There is no pontifical money of a date between the last-named year and 1305; this is explained, in part, by the fact that the Senate of Rome, which sought to replace the papacy in the temporal government of the city, took over the mint in 1143. On the other hand, Prince Alberic had already coined money in his own name. The coins of the Senate of Rome usually bear the inscription "ROMA CAPUT MUNDI", or, S. P. Q. R., or both, with or without emblems. In 1188 the mint was restored to pope Clement III, with the agreement that half of its profits should be assigned to the sindaco, or mayor. The Senate, meanwhile, continued to coin money, and there is no reference on the coins of that time to the papal authority. In the thirteenth century the Sindaco caused his own name to be stamped upon the coins, and, consequently, we have coins of Brancaleone, of Charles I of Anjou, of Francesco Anguillara, viceroy of Robert of Naples, etc.; so did King Ladislao. Cola di Rienzi, during his brief tribunate, likewise struck coins, with the inscription: N. TRIBUN. AUGUST.: ROMA CAPU. MU.
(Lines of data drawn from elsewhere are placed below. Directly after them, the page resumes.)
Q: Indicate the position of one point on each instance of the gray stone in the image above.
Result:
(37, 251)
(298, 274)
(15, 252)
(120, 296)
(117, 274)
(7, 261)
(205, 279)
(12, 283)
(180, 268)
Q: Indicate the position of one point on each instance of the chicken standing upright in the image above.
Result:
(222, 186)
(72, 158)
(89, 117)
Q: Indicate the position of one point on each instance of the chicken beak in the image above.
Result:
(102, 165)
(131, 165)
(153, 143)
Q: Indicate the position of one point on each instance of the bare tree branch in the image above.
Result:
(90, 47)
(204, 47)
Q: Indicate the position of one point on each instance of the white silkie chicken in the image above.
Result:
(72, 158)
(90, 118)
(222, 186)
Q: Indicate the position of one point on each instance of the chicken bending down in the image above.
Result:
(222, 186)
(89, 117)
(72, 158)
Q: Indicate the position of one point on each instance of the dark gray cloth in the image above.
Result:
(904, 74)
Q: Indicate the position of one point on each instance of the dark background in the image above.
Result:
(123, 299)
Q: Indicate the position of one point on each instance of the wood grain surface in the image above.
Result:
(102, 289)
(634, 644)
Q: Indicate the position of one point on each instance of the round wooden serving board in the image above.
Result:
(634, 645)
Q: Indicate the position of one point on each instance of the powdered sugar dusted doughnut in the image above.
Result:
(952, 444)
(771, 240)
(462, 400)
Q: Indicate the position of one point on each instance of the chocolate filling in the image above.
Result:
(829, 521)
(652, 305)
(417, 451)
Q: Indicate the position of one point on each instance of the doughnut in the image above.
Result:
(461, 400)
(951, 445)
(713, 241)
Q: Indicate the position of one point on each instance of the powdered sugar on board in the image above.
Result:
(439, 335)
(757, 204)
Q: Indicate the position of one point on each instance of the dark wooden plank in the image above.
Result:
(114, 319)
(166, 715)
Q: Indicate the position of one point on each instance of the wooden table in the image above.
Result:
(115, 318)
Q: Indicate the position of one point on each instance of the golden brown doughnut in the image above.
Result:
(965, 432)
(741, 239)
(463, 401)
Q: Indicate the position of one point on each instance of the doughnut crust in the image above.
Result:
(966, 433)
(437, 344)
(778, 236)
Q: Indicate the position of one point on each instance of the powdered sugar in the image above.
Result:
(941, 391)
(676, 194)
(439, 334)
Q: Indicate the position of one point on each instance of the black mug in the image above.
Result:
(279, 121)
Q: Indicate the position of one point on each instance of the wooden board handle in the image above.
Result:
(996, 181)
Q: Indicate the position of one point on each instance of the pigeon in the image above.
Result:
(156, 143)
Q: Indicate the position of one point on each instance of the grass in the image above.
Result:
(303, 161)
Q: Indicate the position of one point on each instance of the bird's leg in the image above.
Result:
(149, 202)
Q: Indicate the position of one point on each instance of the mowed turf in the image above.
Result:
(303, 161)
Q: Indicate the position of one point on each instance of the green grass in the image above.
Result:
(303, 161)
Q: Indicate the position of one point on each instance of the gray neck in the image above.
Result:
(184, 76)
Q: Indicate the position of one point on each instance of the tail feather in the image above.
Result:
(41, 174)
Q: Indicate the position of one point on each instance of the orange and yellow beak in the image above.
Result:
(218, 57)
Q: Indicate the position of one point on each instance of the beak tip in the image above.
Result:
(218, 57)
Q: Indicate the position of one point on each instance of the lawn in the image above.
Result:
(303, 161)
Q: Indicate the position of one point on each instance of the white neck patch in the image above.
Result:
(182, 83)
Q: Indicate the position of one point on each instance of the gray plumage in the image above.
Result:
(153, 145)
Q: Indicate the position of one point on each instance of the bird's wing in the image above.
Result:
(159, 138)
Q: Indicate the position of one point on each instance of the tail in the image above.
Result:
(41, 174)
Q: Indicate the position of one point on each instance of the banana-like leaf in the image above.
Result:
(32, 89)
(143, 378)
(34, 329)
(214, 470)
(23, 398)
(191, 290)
The popes, and also the Senate when it coined money, appear to have used the imperial mint of Rome, which was on the slope of the Campidoglio, not far from the Arch of Septimius Severus; but in the fifteenth century the mint was near the bank of Santo Spirito. Finally, in 1665, Alexander VII moved it to the rear of the apse of St. Peter's. Bernini invented for it a machine to do the work more rapidly, and Francesco Girardini furnished a very sensitive balance; so that the mint of Rome was technically the most perfect one of those times. In 1845 Pius IX equipped it with the most modern appliances.

The administration of the mint was at first entrusted to the Camerlengo of the Holy Roman Church; direct supervision, however, was exercised by the senate, from the time at least when that body took possession of the mint, until the reign of Pope Martin V. The sindaco and the conservators of the Camera Capitolina appointed the masters of the mint, while the minting was witnessed by the heads of the guild of goldsmiths and silversmiths. In 1322 John XXII created the office of treasurer for the mint of Avignon, and its incumbent, little by little, made himself independent of the Camerlengo. Later, the office of prelate president of the mint was created. According to Lunadori (Relaz. della Corte di Roma, 1646), the establishments for the coining of money were in charge of a congregation of Cardinals.

The Papal States joined the Latin Monetary Union in 1866.

With the unification of Italy and the altered status of Rome, the Italian government took over the operation of the Papal mint in September 1870. The mint was used to make Italian coins, and due to the presence of Italian soldiers guarding the mint, a tunnel was constructed beneath the Apostolic Palace to ensure private access to the Vatican gardens.